My biggest gripe with the book is that it feels very unfinished. Bruck barely mentions the RJR Nabisco deal, in which Drexel was a big player. She also doesn't describe what happened to Milken after charges were brought against him by the SEC (including his jail time, etc.). She doesn't talk about Drexel's collapse, and she claims that the effects of Milken's machine will only be seen many years from now, when some of the long-term junk-fueled debt comes due. I understand that the book was written and published immediately after Milken's fall. However, it has been almost twenty years since that, and a new edition would surely add a lot to the story.
In conclusion, I really enjoyed the book. It is a great read for anyone interested in Wall Street history of the 80's. While it may feel unfinished, it provides amazing detail on the rise of Michael Milken and his corporate raiders.
+ tremendous amount of detail, from characters to numbers
+ great use and definition of finance terminology
+ exciting story, filled with funny anecdotes and breathtaking accounts of corporate battles
+ covers not only Milken, but several other characters, including the major corporate raiders
- feels unfinished: could really use another edition with further history on Milken and Drexel
I give the book huge kudos for its account and agree that it should be on the reading list for all those trying to understand the market dynamic.

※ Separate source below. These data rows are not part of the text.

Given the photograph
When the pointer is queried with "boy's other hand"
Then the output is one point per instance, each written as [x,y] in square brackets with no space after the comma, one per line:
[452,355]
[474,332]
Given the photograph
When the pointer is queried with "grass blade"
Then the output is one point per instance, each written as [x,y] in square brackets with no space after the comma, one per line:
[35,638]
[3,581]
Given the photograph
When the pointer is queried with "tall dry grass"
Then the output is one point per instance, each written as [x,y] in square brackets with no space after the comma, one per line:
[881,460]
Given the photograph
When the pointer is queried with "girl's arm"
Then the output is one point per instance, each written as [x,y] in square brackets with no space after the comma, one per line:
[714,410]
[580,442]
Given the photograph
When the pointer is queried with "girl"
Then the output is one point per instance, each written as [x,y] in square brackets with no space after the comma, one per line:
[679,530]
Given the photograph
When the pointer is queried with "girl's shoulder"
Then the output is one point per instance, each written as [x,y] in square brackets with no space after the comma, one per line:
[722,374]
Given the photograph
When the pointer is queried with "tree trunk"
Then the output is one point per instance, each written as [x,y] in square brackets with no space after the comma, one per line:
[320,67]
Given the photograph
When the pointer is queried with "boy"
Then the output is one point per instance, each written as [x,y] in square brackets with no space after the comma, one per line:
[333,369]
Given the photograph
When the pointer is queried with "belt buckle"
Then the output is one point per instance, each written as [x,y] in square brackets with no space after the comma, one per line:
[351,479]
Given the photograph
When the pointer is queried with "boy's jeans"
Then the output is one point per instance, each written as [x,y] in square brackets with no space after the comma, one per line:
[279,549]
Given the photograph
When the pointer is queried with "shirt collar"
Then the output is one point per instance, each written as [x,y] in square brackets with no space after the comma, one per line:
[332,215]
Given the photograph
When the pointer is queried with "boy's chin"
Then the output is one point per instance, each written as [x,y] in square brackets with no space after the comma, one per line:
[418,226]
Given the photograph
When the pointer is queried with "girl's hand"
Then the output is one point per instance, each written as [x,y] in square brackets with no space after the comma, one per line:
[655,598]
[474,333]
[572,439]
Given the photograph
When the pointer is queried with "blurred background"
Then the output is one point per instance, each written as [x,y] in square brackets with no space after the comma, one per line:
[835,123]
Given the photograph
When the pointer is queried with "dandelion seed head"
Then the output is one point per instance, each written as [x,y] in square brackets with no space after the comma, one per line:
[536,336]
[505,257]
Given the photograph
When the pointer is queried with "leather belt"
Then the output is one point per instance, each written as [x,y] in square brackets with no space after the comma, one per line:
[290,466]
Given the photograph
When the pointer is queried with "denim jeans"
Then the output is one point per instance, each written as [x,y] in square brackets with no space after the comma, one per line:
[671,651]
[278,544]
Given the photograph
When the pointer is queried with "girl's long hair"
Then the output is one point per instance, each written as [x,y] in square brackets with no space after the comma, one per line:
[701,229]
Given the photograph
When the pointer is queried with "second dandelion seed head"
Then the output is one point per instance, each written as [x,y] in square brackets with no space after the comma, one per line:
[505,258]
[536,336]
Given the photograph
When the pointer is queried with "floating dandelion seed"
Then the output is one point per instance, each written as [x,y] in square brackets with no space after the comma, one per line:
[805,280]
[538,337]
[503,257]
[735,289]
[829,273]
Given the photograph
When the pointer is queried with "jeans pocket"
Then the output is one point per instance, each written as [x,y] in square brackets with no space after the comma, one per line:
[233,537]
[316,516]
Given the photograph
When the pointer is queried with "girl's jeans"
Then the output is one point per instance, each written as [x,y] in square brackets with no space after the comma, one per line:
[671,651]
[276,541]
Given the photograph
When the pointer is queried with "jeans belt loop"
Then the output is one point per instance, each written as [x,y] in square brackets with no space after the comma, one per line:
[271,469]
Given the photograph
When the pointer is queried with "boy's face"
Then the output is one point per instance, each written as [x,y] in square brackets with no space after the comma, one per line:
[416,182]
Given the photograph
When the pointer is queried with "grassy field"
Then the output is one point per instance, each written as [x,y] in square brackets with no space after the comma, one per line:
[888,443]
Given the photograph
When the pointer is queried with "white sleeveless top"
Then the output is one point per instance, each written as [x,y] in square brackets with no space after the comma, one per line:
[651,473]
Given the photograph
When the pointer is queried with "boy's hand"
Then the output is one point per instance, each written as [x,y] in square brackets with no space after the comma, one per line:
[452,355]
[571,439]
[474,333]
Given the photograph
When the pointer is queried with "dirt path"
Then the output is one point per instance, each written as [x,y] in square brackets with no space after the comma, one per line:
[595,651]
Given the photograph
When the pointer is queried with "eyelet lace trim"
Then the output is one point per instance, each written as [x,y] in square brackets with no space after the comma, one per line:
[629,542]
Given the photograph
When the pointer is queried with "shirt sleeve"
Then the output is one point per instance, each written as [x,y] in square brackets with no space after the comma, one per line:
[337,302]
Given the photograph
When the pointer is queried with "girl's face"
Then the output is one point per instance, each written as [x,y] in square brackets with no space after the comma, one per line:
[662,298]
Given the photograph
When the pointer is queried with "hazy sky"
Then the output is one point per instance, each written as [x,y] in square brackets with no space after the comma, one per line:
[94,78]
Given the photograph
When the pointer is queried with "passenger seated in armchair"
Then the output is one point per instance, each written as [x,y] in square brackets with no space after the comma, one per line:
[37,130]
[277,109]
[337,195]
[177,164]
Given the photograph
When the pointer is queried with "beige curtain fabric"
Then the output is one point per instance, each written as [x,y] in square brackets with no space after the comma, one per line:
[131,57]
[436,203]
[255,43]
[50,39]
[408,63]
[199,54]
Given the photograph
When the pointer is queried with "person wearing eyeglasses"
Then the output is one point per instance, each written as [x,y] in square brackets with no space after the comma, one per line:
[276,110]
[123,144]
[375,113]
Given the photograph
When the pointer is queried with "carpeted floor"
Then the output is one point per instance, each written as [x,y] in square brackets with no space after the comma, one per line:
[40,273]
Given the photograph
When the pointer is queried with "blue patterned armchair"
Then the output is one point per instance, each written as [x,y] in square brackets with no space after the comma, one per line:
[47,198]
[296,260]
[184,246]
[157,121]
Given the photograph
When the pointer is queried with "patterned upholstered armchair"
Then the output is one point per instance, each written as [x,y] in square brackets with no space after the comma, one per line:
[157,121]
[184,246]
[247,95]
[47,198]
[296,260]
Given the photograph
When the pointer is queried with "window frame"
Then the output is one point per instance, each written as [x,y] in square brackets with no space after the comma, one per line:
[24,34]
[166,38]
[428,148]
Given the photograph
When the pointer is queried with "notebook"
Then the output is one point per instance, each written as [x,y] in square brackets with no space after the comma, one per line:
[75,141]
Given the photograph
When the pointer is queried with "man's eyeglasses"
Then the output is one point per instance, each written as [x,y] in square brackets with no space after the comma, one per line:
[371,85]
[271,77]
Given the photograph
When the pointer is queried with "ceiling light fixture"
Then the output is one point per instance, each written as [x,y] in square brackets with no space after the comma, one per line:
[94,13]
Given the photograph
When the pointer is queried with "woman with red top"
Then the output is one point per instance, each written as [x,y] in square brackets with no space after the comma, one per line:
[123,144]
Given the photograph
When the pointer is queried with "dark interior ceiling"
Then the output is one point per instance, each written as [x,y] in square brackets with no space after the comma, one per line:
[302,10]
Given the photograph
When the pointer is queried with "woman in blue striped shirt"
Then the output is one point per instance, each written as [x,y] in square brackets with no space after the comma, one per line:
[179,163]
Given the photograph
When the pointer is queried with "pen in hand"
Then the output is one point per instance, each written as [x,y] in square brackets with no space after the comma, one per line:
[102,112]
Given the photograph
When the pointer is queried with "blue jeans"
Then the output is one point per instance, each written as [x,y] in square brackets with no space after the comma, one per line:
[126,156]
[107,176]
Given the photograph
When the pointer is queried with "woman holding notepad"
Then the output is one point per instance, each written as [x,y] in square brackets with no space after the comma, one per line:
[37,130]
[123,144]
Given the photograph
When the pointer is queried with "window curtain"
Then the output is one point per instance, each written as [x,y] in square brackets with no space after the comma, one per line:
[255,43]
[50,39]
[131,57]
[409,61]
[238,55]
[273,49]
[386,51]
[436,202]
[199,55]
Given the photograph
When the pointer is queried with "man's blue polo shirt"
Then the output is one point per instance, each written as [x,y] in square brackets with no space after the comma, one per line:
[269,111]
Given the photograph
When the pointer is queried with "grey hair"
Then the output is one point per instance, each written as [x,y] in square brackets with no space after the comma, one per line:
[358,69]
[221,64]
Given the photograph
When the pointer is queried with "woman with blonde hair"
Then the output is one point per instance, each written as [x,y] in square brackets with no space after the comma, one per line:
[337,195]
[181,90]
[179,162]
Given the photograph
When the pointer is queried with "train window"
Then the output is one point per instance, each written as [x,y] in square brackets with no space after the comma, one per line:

Connie Bruck ranks along with Joe Nocera as one of the world's best business writers. This book is tremendously readable and gives a balanced but insightful look at Michael Milken.
I came away from the book with the idea that Milken was a genius who earned his great fortune with 18 hour work days. and I still believe he had a tremendous and positive contribution to the world.
the Some of my friends came away from the book with the idea that Milken was a horrible human being who was ruining the country. The beauty of the book is that it you can read it and draw your own conclusions rather than a writer's preconceived ideas.
Buy it and read it again. It is worth always owning.